Il teologo spagnolo ha guidato Cl dalla morte del fondatore – che lo ha indicato come guida del movimento – incarnandone in toto l’eredità e la prospettiva. Eppure, la visione di papa Francesco sui movimenti, incluso Cl, era già nota da tempo.

All’incontro con i membri del movimento nel marzo 2015, il pontefice aveva utilizzato parole dure: «Quando siamo schiavi dell’autoreferenzialità finiamo per coltivare una spiritualità di etichetta: “Io sono Cl”. Questa è l’etichetta.

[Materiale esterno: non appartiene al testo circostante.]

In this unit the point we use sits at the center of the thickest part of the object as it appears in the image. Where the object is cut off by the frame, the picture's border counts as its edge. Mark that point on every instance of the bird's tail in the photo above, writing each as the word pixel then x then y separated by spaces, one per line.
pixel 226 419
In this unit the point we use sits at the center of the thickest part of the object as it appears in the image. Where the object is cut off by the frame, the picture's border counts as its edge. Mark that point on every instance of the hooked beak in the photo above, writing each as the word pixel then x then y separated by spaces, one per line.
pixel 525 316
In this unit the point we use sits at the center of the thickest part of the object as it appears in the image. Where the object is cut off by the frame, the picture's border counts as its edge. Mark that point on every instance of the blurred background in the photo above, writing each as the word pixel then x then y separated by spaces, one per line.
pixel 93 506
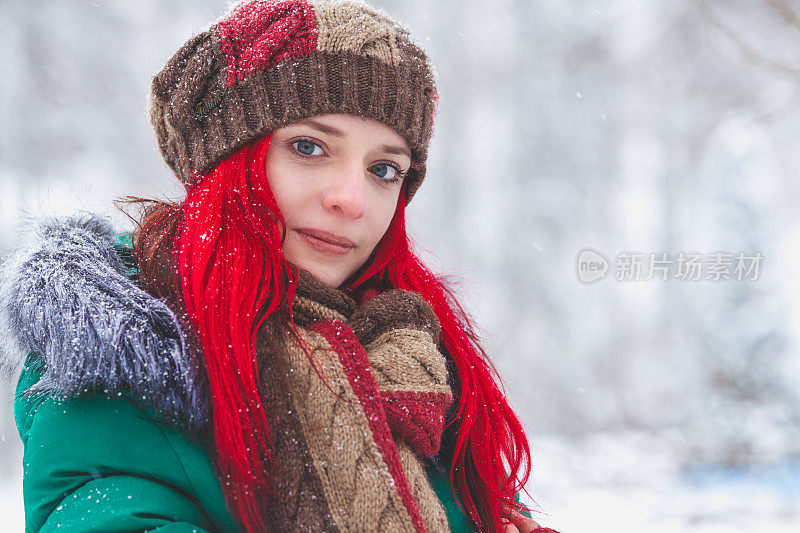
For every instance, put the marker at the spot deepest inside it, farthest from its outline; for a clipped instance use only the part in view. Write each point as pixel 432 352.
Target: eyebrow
pixel 330 130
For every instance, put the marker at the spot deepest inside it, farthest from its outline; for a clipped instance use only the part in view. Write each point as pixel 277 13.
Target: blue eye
pixel 307 147
pixel 385 171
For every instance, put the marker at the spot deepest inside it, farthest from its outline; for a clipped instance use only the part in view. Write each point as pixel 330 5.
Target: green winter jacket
pixel 107 462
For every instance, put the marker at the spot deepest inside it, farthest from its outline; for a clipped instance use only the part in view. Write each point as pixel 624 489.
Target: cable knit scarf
pixel 351 428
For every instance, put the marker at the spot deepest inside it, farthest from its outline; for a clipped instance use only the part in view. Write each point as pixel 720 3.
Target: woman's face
pixel 336 179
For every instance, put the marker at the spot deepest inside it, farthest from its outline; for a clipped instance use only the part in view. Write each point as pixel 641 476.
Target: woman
pixel 269 354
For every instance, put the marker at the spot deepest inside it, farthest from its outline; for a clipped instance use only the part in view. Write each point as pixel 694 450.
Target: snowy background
pixel 623 126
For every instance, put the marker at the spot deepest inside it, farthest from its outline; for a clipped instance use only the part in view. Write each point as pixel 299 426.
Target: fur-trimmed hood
pixel 66 296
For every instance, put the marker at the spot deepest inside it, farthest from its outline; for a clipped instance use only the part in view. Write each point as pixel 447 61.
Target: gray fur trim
pixel 65 296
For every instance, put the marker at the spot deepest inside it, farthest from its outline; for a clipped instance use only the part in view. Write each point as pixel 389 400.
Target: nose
pixel 347 194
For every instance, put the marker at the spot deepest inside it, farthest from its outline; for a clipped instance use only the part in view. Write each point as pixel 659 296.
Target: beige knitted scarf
pixel 351 424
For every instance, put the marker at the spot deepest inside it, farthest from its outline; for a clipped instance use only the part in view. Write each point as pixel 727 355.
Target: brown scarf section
pixel 350 428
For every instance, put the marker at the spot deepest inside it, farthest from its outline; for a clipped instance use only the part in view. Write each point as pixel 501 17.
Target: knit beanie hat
pixel 268 63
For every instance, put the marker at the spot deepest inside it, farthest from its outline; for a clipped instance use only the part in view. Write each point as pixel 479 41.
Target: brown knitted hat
pixel 268 63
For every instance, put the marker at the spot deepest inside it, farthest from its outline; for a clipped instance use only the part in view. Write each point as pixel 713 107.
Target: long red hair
pixel 218 257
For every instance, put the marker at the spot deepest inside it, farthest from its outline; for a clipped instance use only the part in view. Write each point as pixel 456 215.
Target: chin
pixel 331 279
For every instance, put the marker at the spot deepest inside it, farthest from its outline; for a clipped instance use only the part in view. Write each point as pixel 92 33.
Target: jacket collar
pixel 68 296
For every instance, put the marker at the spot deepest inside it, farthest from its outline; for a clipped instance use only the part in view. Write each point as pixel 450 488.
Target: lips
pixel 326 242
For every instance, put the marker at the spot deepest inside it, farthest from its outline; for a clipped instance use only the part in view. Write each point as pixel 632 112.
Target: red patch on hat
pixel 259 34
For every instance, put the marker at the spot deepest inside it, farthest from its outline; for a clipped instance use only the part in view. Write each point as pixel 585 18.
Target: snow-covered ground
pixel 631 482
pixel 623 482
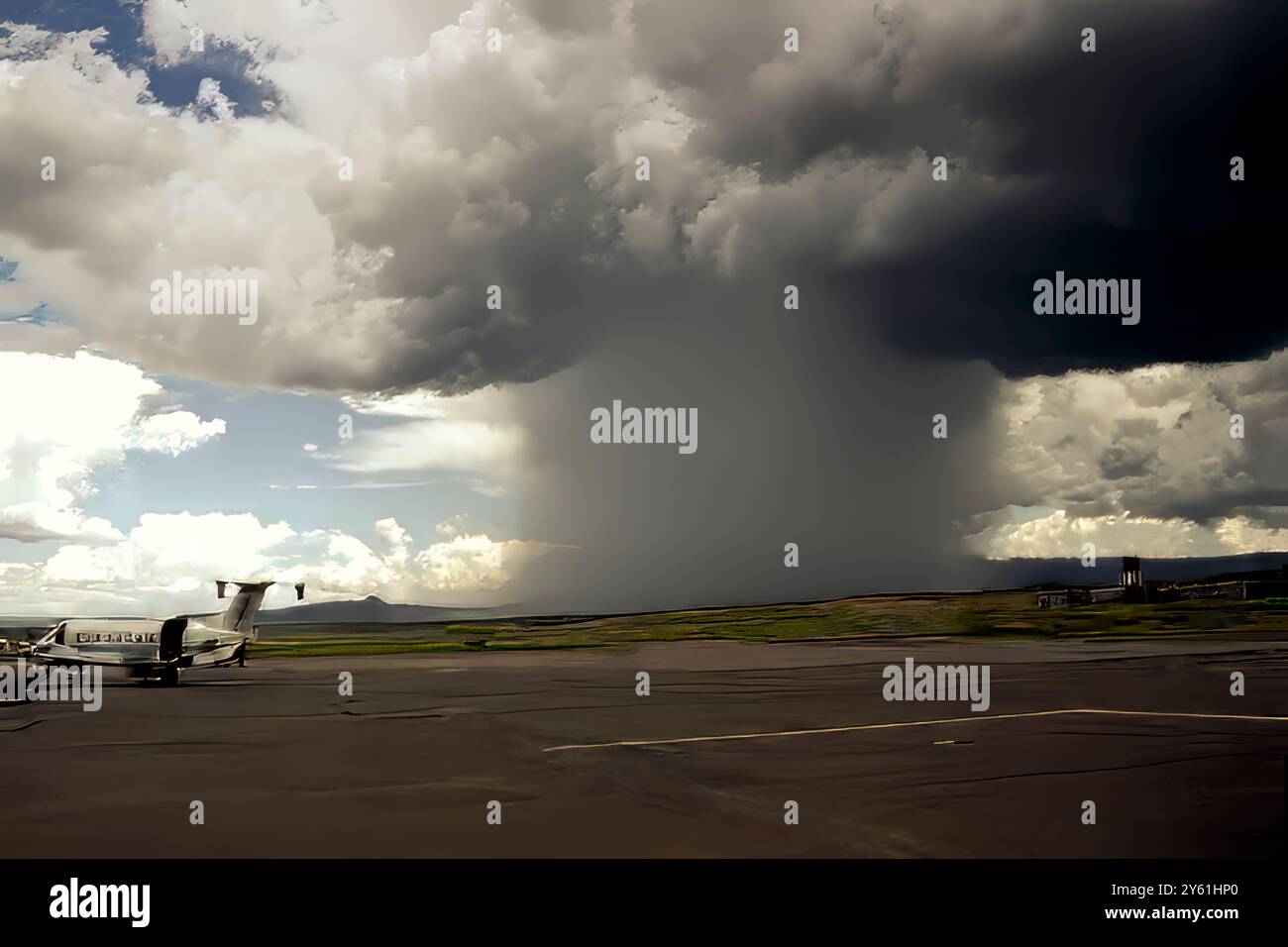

E poi cadiamo nelle mille trappole che ci offre il compiacimento autoreferenziale, quel guardarci allo specchio che ci porta a disorientarci e a trasformarci in meri impresari di una ong». Il rischio, paventato allora da Bergoglio, si è negli anni cristallizzato con la governance di Carrón, riconfermato nel 2008, nel 2014 e nel 2020 con un mandato di ulteriori sei anni.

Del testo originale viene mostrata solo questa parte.